It’s Friday morning. The quiet in this house if deafening. Not long ago Arthur’s alarm would be going off soon. I would love to hear him playing his guitar, or the piano. The constant tapping of him texting used to drive me insane, but oh what I wouldn’t give to hear that sound. Even an argument between he and Wolfgang would be music to my ears. The things I used to get so easily annoyed by are the things I miss the most! I always thought I appreciated the little things.. Now I cherish EVERY small moment of everyday that I have with my family. Every breeze that blows across my face, each moment of each day that I have left on this earth is a gift I will never again take for granted. I love you Artie…

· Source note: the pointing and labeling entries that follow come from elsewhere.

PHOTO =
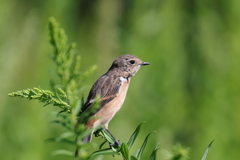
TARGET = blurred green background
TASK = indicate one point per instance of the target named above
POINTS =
(189, 94)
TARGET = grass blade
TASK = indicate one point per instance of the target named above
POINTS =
(62, 152)
(139, 154)
(206, 152)
(133, 157)
(153, 154)
(107, 151)
(134, 136)
(125, 151)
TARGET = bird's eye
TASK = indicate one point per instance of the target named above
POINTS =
(132, 61)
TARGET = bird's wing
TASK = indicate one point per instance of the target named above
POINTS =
(107, 87)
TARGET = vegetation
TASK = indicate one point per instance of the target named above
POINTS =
(188, 95)
(64, 95)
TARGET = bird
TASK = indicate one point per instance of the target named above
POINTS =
(111, 88)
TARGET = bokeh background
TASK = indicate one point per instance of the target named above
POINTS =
(189, 94)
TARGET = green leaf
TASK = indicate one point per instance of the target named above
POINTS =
(139, 154)
(64, 124)
(206, 152)
(133, 157)
(107, 151)
(63, 138)
(62, 152)
(101, 145)
(107, 136)
(134, 136)
(153, 154)
(125, 152)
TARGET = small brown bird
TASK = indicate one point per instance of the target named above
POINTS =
(111, 88)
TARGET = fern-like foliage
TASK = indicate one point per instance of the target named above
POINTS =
(44, 96)
(64, 93)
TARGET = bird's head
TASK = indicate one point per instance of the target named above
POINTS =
(127, 65)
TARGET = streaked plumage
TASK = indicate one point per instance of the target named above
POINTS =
(112, 88)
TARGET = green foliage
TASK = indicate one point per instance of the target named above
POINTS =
(206, 152)
(45, 96)
(64, 92)
(124, 149)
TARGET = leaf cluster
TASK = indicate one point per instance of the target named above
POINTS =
(64, 94)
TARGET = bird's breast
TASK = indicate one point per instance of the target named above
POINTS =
(110, 109)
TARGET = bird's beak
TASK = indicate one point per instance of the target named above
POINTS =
(144, 63)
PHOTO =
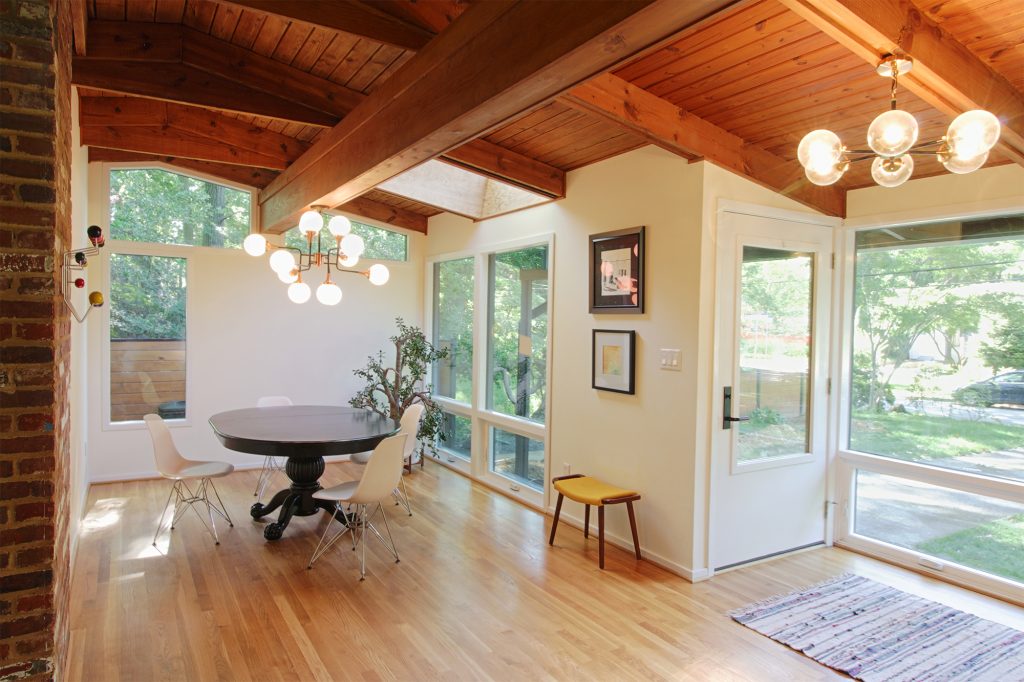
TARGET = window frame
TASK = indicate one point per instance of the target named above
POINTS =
(482, 419)
(107, 167)
(131, 248)
(849, 461)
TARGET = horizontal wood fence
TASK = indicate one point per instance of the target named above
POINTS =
(784, 392)
(144, 375)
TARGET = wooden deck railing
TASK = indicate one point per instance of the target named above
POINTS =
(144, 375)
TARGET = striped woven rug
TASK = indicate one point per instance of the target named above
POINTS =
(875, 632)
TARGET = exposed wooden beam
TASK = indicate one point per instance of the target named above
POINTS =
(353, 17)
(122, 112)
(666, 125)
(179, 83)
(500, 59)
(79, 17)
(513, 167)
(259, 178)
(152, 127)
(254, 177)
(945, 74)
(178, 64)
(392, 215)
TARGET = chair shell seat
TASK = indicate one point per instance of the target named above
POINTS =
(200, 470)
(340, 493)
(590, 491)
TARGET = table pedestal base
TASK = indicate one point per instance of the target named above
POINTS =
(297, 500)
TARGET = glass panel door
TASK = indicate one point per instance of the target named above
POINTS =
(775, 320)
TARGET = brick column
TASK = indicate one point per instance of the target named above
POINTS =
(35, 337)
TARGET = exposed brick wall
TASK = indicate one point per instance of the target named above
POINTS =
(35, 337)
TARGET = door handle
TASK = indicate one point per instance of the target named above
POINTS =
(727, 418)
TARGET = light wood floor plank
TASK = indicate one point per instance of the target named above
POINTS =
(478, 595)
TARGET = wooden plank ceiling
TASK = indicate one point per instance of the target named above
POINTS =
(266, 82)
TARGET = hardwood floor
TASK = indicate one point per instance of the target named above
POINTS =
(478, 595)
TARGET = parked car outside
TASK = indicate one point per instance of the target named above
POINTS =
(1006, 388)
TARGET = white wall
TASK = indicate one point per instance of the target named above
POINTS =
(646, 440)
(77, 389)
(246, 339)
(655, 441)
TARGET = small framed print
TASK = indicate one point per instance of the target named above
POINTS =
(614, 360)
(616, 271)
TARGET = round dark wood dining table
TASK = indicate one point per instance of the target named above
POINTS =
(304, 434)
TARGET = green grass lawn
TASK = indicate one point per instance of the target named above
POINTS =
(925, 437)
(996, 547)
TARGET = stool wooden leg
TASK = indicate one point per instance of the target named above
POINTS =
(554, 523)
(633, 527)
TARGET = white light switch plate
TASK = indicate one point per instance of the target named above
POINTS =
(670, 358)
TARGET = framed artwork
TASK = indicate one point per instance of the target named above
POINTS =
(614, 360)
(616, 271)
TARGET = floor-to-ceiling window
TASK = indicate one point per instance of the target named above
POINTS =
(491, 312)
(932, 459)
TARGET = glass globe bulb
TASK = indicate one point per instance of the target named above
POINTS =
(299, 292)
(353, 245)
(379, 274)
(329, 294)
(255, 245)
(892, 172)
(819, 150)
(311, 221)
(892, 133)
(973, 133)
(339, 225)
(958, 165)
(282, 261)
(824, 176)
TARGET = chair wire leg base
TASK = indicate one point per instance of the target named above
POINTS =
(323, 546)
(401, 496)
(185, 498)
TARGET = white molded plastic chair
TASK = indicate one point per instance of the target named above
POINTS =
(270, 464)
(172, 465)
(410, 426)
(379, 480)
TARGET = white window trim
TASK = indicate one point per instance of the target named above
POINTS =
(478, 467)
(848, 461)
(131, 248)
(145, 249)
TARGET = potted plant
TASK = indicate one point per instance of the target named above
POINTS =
(391, 388)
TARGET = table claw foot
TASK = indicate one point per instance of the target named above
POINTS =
(273, 530)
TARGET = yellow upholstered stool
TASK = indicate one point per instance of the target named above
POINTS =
(588, 491)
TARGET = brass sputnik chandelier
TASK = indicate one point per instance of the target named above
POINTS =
(291, 262)
(892, 139)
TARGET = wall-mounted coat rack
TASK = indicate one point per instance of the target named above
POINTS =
(75, 262)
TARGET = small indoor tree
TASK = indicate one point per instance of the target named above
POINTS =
(391, 388)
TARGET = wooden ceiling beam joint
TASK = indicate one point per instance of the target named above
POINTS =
(665, 125)
(946, 74)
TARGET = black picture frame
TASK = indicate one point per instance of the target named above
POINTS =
(613, 372)
(616, 257)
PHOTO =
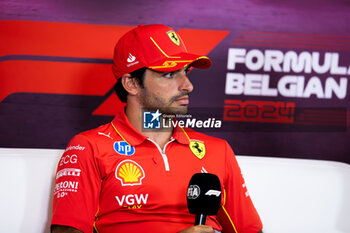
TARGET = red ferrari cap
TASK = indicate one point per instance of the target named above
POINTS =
(156, 47)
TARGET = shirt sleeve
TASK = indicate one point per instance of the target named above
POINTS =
(77, 188)
(237, 214)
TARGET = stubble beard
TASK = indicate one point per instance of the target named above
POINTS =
(151, 102)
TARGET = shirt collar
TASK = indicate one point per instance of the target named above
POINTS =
(128, 132)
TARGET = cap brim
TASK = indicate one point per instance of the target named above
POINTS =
(179, 61)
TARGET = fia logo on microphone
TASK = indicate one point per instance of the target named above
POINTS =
(193, 192)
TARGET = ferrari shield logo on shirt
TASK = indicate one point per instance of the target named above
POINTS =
(197, 148)
(173, 37)
(123, 148)
(129, 173)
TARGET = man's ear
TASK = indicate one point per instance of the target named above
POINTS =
(130, 84)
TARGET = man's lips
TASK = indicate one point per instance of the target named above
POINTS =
(183, 100)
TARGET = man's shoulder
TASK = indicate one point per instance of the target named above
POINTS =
(195, 135)
(104, 130)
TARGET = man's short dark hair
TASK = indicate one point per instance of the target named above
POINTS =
(120, 90)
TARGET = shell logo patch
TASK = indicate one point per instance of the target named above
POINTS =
(173, 37)
(197, 148)
(129, 173)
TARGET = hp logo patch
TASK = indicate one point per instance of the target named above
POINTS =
(123, 148)
(151, 120)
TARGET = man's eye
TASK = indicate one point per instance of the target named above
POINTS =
(168, 75)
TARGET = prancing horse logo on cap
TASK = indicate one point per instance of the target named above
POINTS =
(173, 37)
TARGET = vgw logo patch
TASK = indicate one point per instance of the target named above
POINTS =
(123, 148)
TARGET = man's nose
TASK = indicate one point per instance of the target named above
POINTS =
(186, 84)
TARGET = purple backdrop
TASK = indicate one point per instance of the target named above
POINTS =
(49, 120)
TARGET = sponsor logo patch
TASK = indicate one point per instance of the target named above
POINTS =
(173, 37)
(129, 173)
(132, 201)
(123, 148)
(63, 188)
(77, 147)
(68, 159)
(197, 148)
(193, 191)
(151, 120)
(68, 172)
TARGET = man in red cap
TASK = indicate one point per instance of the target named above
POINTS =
(121, 177)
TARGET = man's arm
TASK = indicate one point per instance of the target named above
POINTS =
(198, 229)
(64, 229)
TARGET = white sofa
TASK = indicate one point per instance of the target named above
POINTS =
(291, 195)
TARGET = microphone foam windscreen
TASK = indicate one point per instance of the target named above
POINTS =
(204, 194)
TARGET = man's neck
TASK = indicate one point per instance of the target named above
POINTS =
(134, 115)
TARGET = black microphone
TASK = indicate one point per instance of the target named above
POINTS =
(203, 196)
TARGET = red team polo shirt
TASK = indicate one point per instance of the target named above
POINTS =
(117, 180)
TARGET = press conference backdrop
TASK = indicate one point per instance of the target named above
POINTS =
(279, 83)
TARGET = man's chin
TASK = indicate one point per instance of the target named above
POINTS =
(180, 110)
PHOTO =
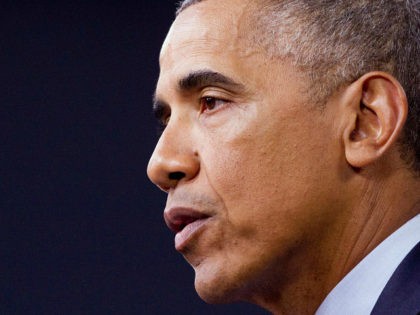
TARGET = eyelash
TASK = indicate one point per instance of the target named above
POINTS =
(209, 103)
(203, 107)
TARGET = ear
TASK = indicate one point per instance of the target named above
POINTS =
(378, 110)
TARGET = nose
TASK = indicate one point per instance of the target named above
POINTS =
(173, 160)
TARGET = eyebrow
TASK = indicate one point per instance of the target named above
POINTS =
(194, 81)
(202, 78)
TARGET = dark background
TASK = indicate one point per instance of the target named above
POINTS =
(81, 226)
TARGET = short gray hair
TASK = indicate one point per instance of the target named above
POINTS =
(336, 42)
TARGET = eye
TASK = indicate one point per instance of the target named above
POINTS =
(209, 103)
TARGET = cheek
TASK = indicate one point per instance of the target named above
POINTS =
(264, 172)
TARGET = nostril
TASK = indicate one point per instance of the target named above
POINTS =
(176, 175)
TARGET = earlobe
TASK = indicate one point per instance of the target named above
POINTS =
(378, 110)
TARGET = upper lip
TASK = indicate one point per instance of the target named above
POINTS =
(177, 218)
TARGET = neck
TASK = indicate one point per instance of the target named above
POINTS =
(382, 207)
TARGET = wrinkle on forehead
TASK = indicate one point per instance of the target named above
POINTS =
(212, 26)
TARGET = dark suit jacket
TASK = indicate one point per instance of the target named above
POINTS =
(401, 295)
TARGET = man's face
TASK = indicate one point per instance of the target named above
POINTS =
(245, 158)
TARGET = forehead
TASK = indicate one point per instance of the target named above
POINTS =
(212, 27)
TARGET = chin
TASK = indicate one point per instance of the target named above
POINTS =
(217, 286)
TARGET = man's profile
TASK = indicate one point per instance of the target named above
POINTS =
(291, 152)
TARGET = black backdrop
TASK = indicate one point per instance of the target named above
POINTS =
(81, 226)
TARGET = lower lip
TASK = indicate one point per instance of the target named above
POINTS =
(182, 237)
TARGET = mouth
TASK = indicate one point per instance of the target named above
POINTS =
(186, 223)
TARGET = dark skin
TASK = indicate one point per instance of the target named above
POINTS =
(287, 198)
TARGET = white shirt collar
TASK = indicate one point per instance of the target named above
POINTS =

I may not have told you enough how very proud I am of you… You are my son and my friend. You are my confidant, my guardian, my partner in crime and my constant. If I needed anything done, fixed or made you always tried your best to get it done. You have a smile that melts hearts, the spirit of a wild horse and the ability to make everyone feel their very best. I am the luckiest mom in the world. You are here with me always in my heart and I love you.
I have been thinking a lot about our life before Artie left us. We have been so blessed and fortunate to have been a homeschooling family. In the past several years we have traveled, met amazing people and spent so much time with the boys. Had they been in a brick and mortar school, we would not have these amazing memories. I can say Arthur and I had a great relationship. We were friends as well as mom and son, I knew him, really knew him. This may not have been the case otherwise. I am comforted when I think that he did not spend 8 hours or more a day away from us. Wolfgang would have had to go back to school soon after this horrific event had he been in the system. That would have been so awful for him. To have to rush his grief would not in my opinion have been healthy at all. So I am grateful to my husband more at this time than ever for working like he has to be sure I could always stay home with the kids. I still grieve for the loss and will forever but am truly blessed to still have the life I do.
Wolfgang and I got out of the house some today. We just kind of bummed around. Bought some mums for out by the garden for some color, hit a few resale shops and went for sushi. Days like this are usually hard because we miss doing things with Arthur and I know he would want to be skating somewhere today. I imagine that he is on a board with skating with amazing souls! 😊But it was nice to have some fun and laughter with Wolfgang. Working on our new normal is starting to feel more natural.
To all of you I say: Hug your kids, tell them you love them and how proud you are of them!! To myself I say: Breath and take in the life you have! It is still amazing!